Ангел и впрямь был очень хорош. Серого цвета, с широко распростёртыми через всю комнату огромными крыльями и целым пучком лилий в руках. А вокруг него парили чайки, несколько воронов, бабочки, девочки-балерины с мотыльковыми крылышками.
На вершине скалы стоял мужчина с парой рукотворных крыльев за спиной, и поза его свидетельствовала, что он вот-вот собирается прыгнуть.
А ещё там были летучие мыши, летучие лисы, летучие рыбы и одна очень славная летучая лошадь красного цвета. Тоже с огромными крыльями, которые, перекрещиваясь с крыльями ангела, опять-таки простирались через всю комнату.
Несколько дюжин птиц джентльмен обозначил лишь контурами, однако настолько точно и выразительно, что сразу угадывалось, какое именно из пернатых изображено.
И абсолютно каждое существо было крылатым. Освальду очень хотелось бы украсить этими потрясающими рисунками собственный дом!
Мы продолжали разглядывать их, когда дверь другой комнаты отворилась и из неё появился джентльмен, весь вымазанный пастелью таких разнообразных цветов, каких не было даже на его картинках и, казалось, вообще не могло существовать на свете.

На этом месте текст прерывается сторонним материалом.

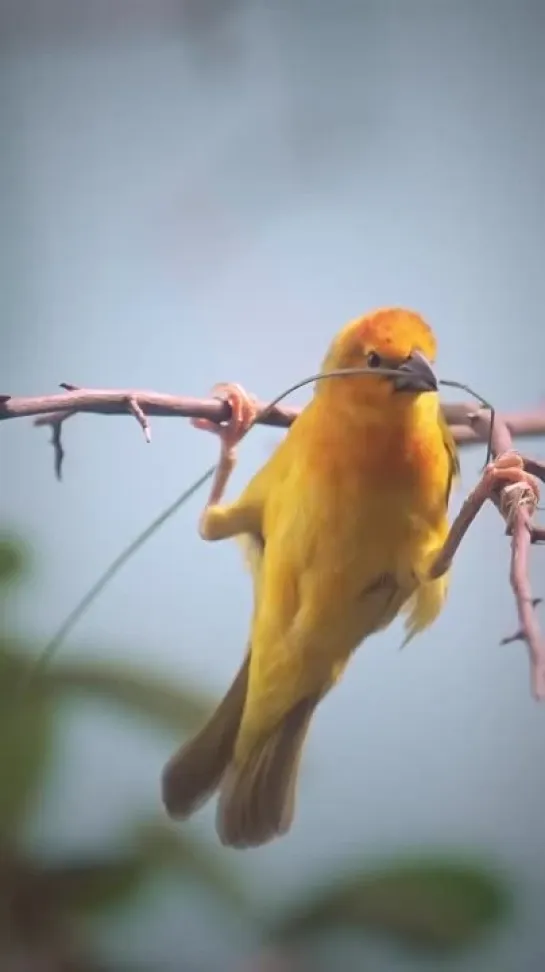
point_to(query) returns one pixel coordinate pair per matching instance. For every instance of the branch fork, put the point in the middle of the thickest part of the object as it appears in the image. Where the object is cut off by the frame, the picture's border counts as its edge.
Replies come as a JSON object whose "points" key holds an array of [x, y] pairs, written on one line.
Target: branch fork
{"points": [[515, 495]]}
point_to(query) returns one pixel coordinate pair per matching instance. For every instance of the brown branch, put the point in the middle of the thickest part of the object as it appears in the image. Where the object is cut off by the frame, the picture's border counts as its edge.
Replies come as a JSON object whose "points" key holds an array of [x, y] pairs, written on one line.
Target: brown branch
{"points": [[461, 417], [469, 425]]}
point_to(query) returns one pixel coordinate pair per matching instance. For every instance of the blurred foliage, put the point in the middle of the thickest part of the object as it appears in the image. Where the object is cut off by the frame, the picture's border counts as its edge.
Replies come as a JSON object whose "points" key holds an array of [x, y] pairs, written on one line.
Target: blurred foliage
{"points": [[436, 904], [430, 904]]}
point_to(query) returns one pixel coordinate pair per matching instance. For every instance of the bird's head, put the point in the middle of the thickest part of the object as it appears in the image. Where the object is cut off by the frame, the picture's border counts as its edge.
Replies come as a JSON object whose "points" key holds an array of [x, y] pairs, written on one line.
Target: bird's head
{"points": [[392, 338]]}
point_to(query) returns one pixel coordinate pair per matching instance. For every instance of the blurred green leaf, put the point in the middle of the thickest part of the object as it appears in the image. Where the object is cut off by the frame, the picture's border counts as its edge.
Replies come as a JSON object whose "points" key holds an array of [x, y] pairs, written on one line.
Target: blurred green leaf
{"points": [[435, 904], [26, 736], [93, 885], [181, 709], [14, 558], [185, 854]]}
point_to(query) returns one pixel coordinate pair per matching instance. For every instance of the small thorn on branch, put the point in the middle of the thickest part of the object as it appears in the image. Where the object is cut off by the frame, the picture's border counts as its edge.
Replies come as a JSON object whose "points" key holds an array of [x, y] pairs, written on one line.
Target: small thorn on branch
{"points": [[134, 409], [56, 442], [519, 635]]}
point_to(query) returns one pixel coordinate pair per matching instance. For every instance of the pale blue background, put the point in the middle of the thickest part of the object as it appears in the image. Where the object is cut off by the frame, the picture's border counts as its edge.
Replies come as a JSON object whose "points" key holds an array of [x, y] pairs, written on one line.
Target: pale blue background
{"points": [[178, 211]]}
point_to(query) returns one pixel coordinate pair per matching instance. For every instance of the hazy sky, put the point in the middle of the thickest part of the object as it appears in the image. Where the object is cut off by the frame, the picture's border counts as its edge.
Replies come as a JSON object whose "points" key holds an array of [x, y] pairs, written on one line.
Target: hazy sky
{"points": [[177, 213]]}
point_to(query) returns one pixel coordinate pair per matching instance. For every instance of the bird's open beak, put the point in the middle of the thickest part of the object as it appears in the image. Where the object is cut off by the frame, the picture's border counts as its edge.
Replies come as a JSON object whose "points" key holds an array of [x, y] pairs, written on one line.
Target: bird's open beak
{"points": [[415, 374]]}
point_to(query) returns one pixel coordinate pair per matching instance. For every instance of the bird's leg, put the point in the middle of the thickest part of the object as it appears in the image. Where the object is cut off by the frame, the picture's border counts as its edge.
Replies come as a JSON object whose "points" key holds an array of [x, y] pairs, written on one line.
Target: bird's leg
{"points": [[507, 483], [217, 522]]}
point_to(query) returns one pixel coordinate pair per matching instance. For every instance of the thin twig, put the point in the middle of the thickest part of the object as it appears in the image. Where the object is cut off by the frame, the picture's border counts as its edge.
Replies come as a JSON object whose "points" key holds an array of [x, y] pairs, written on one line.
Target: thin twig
{"points": [[140, 417], [469, 425], [460, 416]]}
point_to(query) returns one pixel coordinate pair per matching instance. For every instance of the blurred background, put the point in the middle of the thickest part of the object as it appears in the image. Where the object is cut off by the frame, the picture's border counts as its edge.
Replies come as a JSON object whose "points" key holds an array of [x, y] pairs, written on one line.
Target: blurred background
{"points": [[201, 190]]}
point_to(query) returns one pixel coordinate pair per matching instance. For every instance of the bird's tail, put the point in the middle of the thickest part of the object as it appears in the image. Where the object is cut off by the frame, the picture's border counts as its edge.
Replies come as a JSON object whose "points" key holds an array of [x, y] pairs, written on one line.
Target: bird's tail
{"points": [[257, 795], [195, 771]]}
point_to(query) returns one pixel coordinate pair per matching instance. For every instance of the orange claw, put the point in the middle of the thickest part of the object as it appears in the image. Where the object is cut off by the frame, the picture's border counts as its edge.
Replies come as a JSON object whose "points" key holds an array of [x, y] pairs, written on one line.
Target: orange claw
{"points": [[244, 409], [509, 468]]}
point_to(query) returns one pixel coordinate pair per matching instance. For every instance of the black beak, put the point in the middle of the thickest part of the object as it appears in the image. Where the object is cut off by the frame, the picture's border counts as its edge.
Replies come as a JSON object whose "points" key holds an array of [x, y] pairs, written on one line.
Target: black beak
{"points": [[415, 374]]}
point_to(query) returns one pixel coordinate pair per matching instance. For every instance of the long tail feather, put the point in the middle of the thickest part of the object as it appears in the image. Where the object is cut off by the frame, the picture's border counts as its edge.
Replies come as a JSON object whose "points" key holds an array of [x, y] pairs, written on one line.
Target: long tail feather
{"points": [[257, 797], [194, 772]]}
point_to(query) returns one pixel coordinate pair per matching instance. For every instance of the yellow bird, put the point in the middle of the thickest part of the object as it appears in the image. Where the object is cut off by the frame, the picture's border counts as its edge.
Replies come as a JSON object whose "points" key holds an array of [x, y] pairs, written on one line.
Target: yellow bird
{"points": [[341, 526]]}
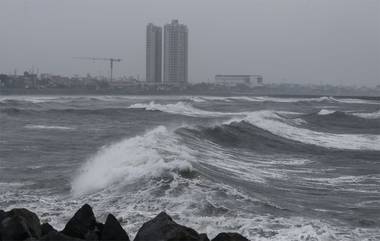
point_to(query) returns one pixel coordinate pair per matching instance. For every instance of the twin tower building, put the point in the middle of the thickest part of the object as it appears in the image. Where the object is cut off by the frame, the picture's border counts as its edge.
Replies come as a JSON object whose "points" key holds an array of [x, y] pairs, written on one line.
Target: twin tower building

В руках он держал причудливую конструкцию из проволочного каркаса и бумаги.
– Вы не хотели бы полетать? – спросил он у нас.
– Хотели бы, – ответили мы.
– Замечательно, – продолжал он. – У меня здесь с собой великолепный летательный аппарат, – указал он на штуку в своих руках. – Сейчас прикреплю его к одному из вас, и он выпрыгнет из чердачного окна. Вы даже представить себе не можете, каково это – ощутить парение в воздухе.
Мы сказали, что предпочли бы ничего такого не делать.
– Но я настаиваю, – заявил джентльмен. – Причём исключительно в ваших же интересах, дети мои. Не могу допустить, чтобы невежество заставило вас отказаться от лучшего шанса всей вашей жизни.
Но мы снова ответили:
– Нет, спасибо!
И нам сделалось очень неуютно, потому что глаза у джентльмена уже начали бешено вращаться.